The casting of relative unknowns, as far as mainstream film is concerned, was a big help. There was never a sense that any one performer was being treated differently than the rest, and the performances were generally pretty understated, which worked nicely with the relatively relaxed, conversational script (something it’s worth noting that Daniel Waters is good at, along with quippy one-liners). The one exception is the laughably hammy Joely Richardson as Moroi Queen Tatiana, who swallows the scenery whole and everyone in it, to hilarious affect – made more hilarious when SPOILER ALERT Lissa shuts her DOWN in a scene toward the end. It’s not clear whether the hilarity is intentional, though, and perhaps I’m biased in my dislike of Joely Richardson in general when I say that I doubt it. Zoey Deutch is refreshingly snarky and takes some serious names in the kicking ass department, but her performance is so toned down that at times, it almost seems she’s improvising, as though somebody took her off the street, stuck her in a room, and told her to have a chat with all these people wearing funny coats. (A vampire flick is not a vampire flick without a costume designer who REALLY likes cool jackets. The costume design was actually a place I thought was lacking. I don’t care if it’s a school for vampires or not, NO school board approves uniform skirts that short. However, I doubt it’s all that objectionable unless you’re like me and notice what kinds of socks people are wearing.)

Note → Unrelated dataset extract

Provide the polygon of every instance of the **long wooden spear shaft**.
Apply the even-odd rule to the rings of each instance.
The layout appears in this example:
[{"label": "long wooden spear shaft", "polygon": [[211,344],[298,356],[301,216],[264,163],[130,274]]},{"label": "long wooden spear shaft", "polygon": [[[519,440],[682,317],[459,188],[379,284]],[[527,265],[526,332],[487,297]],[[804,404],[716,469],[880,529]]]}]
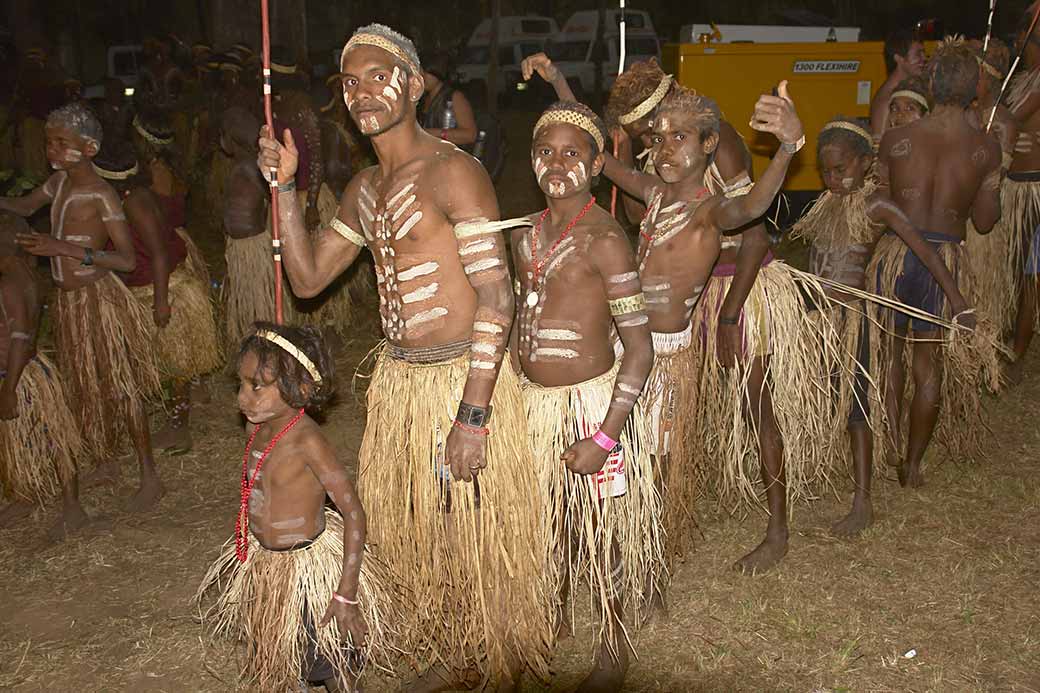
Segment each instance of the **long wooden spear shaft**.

What I liked most was that it combined all the things about a movie like this that I expected – teenagers, angst, bitchy girlfriends of personality-less ex-boyfriends, a prom, and of course, quippy one-liners – but it didn’t shy away from the things that make vampire movies good, either. There was blood. There was the aforementioned ass-kicking. There were weird CGI wolves with colors-changing eyes. There were unexpected villains and sexual tension. There was Gabriel Byrne in old-age make-up, which isn’t a vampire flick staple but could be if filmmakers had a little more imagination. If your prime motivation for seeing a teenage girl high school vampire movie is to be entertained, you’re probably going to have a pretty decent time. It’s not perfect. It’s not even a little bit perfect. Nobody is going to win any awards here. But luckily for the movie, the good parts – the entertainment part of the deal – outweighs the bad. If you’ve been depressed about the lack of body count in high school movies and there are only so many times you can watch Jawbreaker (where, it should be noted, only one person dies as opposed to >15, which is where I lost count), then the likelihood that you’ll enjoy Vampire Academy are pretty high. My suggestion? Grab some cheerful, like-minded friends, sneak some Ben & Jerry’s in your backpack, and spend an evening together enjoying a fun, bloody, and surprisingly self-aware teenage girl high school vampire movie.
Also, can we talk about the pop/dance cover of the classic “Bela Lugosi’s Dead” that plays during the credits? Because it is AWESOME.